One replied with the question whether I try to infect their system and how I dare to say that their users might do something illegal (talk about knowledge).
One replied that they can't do jack because I could just as well have forged that list to mess with their users and they don't care.

Only a single ISP actually thought the matter is important enough to contact me with a request for more information and whether they can do something proactively.

One.

The smallest one, btw. With 20 infected machines (compared to a few 100 with the biggest one, one of the first group that didn't even care enough to reply).

You can't win this way. ISPs don't care at all, at least until the botnet starts using more bandwidth than their torrent leechers. It would mean work for them, what's worse, it means their customers bother their call center with angry calls and maybe even questions how to clean their machines and maybe they even cancel their service over it. In short, taking things like this serious costs them money but doesn't get them anything, so they won't do it.

Re:Who really knows

[Opportunist]

Since I can't sell you anything to remedy it (nobody can. Don't believe in snakeoil. The best anyone can do is sell you something so you don't become part of the botnet, but nothing saves you from being a target), I can tell you upfront: It is a threat. A big one.

We're facing a huge network here with the capability to strike a single target. It's not that any of those machines are actually a threat to any kind of server. It's the fact that there are thousands (I think millions is a wee bit exaggerated, but we're certainly facing a number in the upper 5 digits or lower 6).

The threat isn't so much to a single server or a single corporation, the threat actually touches international borders (pardon the pun). We're talking something here that threatens the infrastructure of the internet itself.

The reason why the internet doesn't collapse under its own weight is that nobody uses the bandwidth fully all the time, and there isn't a single target node everyone wants to connect to. Now imagine exactly that happens. Everyone (or let's say one out of 10 machines) on the net goes full bandwidth on one target.

The problem isn't so much that this target is dead due to a DDoS. That's a given.

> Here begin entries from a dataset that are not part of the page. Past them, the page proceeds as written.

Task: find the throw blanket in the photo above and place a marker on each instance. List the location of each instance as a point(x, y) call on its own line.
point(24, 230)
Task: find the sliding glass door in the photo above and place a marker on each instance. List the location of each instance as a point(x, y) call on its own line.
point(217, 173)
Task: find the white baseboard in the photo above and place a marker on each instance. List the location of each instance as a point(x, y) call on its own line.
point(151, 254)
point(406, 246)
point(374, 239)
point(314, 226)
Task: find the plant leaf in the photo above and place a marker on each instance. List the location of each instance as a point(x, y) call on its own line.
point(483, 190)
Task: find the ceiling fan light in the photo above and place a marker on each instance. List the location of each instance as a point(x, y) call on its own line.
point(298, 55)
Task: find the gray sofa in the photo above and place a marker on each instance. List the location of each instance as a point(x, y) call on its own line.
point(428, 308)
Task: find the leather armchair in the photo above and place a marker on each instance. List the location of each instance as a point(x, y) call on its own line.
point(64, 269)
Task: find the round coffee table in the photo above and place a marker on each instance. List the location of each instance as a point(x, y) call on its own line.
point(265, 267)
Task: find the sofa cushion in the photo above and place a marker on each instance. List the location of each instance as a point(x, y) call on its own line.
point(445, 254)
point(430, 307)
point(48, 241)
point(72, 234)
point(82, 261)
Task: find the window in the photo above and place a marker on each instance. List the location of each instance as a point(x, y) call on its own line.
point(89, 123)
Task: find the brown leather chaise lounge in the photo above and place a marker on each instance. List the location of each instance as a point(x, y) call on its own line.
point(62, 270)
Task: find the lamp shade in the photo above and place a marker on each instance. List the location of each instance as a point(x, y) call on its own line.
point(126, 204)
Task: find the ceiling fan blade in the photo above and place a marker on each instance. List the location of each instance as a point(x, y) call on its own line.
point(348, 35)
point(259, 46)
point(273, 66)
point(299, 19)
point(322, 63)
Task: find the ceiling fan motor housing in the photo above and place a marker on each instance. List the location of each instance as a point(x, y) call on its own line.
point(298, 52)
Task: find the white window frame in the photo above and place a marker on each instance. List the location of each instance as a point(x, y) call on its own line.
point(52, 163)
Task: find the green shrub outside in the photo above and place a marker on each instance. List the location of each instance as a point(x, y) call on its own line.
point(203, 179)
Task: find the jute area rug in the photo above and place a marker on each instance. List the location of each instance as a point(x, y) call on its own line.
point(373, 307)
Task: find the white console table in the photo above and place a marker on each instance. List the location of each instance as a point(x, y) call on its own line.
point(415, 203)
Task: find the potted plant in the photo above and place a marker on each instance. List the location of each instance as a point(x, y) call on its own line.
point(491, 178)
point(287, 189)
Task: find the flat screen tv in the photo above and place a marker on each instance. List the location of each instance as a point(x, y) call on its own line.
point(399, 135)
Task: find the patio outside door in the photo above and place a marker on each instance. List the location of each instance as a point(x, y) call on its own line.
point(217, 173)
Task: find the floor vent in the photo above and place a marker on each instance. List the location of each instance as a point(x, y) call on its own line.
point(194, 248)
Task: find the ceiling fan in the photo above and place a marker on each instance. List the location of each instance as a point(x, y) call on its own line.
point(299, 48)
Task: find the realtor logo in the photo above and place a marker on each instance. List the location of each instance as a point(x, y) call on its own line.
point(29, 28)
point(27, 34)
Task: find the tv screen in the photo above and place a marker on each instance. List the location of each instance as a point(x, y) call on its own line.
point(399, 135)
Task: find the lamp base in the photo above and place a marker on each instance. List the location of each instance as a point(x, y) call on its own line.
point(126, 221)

The problem is that the backbone gets under serious stress. And that's where not only the single server but the whole infrastructure of the net around it comes under pressure. Not long ago, Denmark had a network blackout. I think it's no longer a secret what was the reason.

What's worse is that the whole mess seems to be nothing more than a test balloon. When you look at the way this is distributed and worked, you notice that it is by far not what could be considered an "all out" attempt at infecting. It's more a rather limited effort, with days and sometimes weeks between the launch of new infections, and very, very few "real" DDoS attacks, mostly defensive. Very few offensive attacks have been launched so far.

That's what worries me.

Comment removed

[account_deleted]

Comment removed based on user account deletion

Re:I tried and failed

[GlL]

Ok, I work for an ISP and our customers do get temporarily locked down if they are spewing infection or spam to the universe. When they call in, we tell them exactly what kind of Spam or virus, or botnet they are currently spewing. On the first offence you get asked to scan your machines with AdAware, Spybot and AVG until it runs clean and then to call us when that happens for us to reactivate their connection so they can send us screenshots of the successful removal scans. If the abov scenario happens three times we require them to either format and reinstall their OS or have their pc certified clean by a reputable tech shop (of which we have a list) or by our technicians, we charge significantly LESS then the others around us, or ask them if they have an unsecured wireless network, and if so ask them to disconnect it until they turn the security on. We will set that up for them for a fee, and most of our customers are pretty OK with paying for technical services. I guess that we are lucky, but we also are pretty good at training our customers as well. Some of us ISPs do care about our customers, and do our best to be good net-neighbors.